Cependant, Mosaic n'a pas été le premier navigateur compatible avec Windows. Cet honneur revient à Cello, développé par Thomas R. Bruce de l'Institut d'information juridique de la faculté de droit de Cornell. Cello n'était rien de plus qu'une réponse à une demande soutenue d'accès Web de la part des avocats. En d'autres termes, le monde juridique utilisait Windows mais n'incluait pas de navigateur à l'époque.

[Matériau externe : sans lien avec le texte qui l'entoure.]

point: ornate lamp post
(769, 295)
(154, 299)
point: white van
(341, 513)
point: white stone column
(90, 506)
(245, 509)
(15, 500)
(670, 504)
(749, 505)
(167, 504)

Support des images GIF-XBM-PCX-BMP, visualisation postscript, son, sauvegarde et impression de fichiers, bookmarks, aperçus préliminaires de documents de grande taille (à l'ère du dial-up, c'était vital) et un bon support des protocoles ont démontré que Cello était un navigateur très complet... mais Mosaic a absorbé ses utilisateurs, et la version 2.0 n'a jamais vu le jour.

Oui, Lynx est resté en dehors de la sélection, et oui, l'épique guerre entre Netscape et Internet Explorer est incontournable, mais nous devons tracer la ligne quelque part. L'histoire des navigateurs est fascinante, et nous pourrions facilement nous perdre en chemin. En substance, nous sommes face à une demi-décennie d'explosions technologiques qui ont établi les bases du Web moderne. Nous leur devons beaucoup, et il vaut la peine de s'en souvenir.